Die angegriffenen Entscheidungen des Bundespräsidenten seien mit dem Grundgesetz vereinbar. Ein dem Zweck des Art. 68 GG widersprechender Gebrauch der Vertrauensfrage, um zur Auflösung des Deutschen Bundestages und zu einer vorgezogenen Neuwahl zu gelangen, lasse sich nicht feststellen. Der Einschätzung des Bundeskanzlers, er könne bei den bestehenden Kräfteverhältnissen im Deutschen Bundestag künftig keine vom Vertrauen der Parlamentsmehrheit getragene Politik mehr verfolgen, sei keine andere Einschätzung eindeutig vorzuziehen.
Der Entscheidung des Bundesverfassungsgerichts liegen im Wesentlichen folgende Erwägungen zu Grunde:
Zwar greife die Auflösung des Deutschen Bundestages in den Abgeordnetenstatus der Antragsteller ein.
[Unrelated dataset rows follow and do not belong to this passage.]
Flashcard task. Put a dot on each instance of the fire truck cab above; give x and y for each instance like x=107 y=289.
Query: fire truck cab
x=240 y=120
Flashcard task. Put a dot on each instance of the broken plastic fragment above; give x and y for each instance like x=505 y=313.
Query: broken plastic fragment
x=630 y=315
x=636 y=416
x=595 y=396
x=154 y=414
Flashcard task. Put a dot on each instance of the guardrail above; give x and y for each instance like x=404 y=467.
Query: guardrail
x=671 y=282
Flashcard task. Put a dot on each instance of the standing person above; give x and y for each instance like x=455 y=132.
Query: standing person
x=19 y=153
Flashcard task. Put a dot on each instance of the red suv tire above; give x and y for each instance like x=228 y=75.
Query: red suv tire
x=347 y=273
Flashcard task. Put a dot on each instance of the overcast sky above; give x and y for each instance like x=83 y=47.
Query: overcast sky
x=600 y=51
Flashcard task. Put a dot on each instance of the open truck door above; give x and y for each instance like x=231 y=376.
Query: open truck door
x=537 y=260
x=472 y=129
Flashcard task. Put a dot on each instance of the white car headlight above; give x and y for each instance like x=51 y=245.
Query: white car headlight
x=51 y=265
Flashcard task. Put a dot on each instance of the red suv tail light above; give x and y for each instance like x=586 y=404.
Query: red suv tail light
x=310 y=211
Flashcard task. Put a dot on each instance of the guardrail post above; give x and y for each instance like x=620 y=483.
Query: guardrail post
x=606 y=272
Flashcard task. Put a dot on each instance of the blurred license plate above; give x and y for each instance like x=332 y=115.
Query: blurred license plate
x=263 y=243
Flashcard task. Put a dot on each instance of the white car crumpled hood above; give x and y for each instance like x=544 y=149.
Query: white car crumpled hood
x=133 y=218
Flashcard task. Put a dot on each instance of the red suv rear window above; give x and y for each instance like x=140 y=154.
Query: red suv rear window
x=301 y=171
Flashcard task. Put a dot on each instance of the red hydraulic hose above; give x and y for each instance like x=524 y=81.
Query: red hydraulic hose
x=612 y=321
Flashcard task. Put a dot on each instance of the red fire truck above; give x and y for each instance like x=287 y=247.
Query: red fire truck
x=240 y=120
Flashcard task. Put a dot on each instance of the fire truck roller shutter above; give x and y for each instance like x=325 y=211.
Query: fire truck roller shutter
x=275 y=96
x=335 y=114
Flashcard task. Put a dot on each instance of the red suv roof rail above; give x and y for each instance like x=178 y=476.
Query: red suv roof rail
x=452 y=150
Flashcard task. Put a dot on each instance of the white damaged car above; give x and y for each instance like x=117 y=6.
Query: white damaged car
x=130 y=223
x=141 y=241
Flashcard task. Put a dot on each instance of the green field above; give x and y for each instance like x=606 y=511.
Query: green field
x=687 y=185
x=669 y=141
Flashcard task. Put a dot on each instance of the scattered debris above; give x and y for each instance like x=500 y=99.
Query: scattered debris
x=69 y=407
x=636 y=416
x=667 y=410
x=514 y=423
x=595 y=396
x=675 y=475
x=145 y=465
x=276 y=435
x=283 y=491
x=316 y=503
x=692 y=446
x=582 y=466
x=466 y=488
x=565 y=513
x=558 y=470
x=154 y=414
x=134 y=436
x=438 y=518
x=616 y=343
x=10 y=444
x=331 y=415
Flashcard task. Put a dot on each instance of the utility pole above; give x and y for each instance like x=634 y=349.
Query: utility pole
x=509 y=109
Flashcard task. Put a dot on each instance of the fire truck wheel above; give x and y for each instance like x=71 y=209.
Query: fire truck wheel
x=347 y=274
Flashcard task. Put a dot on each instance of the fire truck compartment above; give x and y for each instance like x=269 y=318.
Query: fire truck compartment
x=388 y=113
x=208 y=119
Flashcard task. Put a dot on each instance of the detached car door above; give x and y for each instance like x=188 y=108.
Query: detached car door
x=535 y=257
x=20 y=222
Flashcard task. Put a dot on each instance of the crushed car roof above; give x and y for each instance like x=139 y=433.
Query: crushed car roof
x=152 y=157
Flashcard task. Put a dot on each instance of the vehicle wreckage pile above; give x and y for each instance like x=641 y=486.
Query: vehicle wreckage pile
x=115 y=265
Dieser Eingriff sei jedoch durch das Grundgesetz erlaubt und daher gerechtfertigt. Die an das Parlament gerichtete Vertrauensfrage entspreche nicht nur den formellen Anforderungen an die Rechtmäßigkeit, sondern auch dem Zweck des Art. 68 GG und sei somit inhaltlich rechtmäßig.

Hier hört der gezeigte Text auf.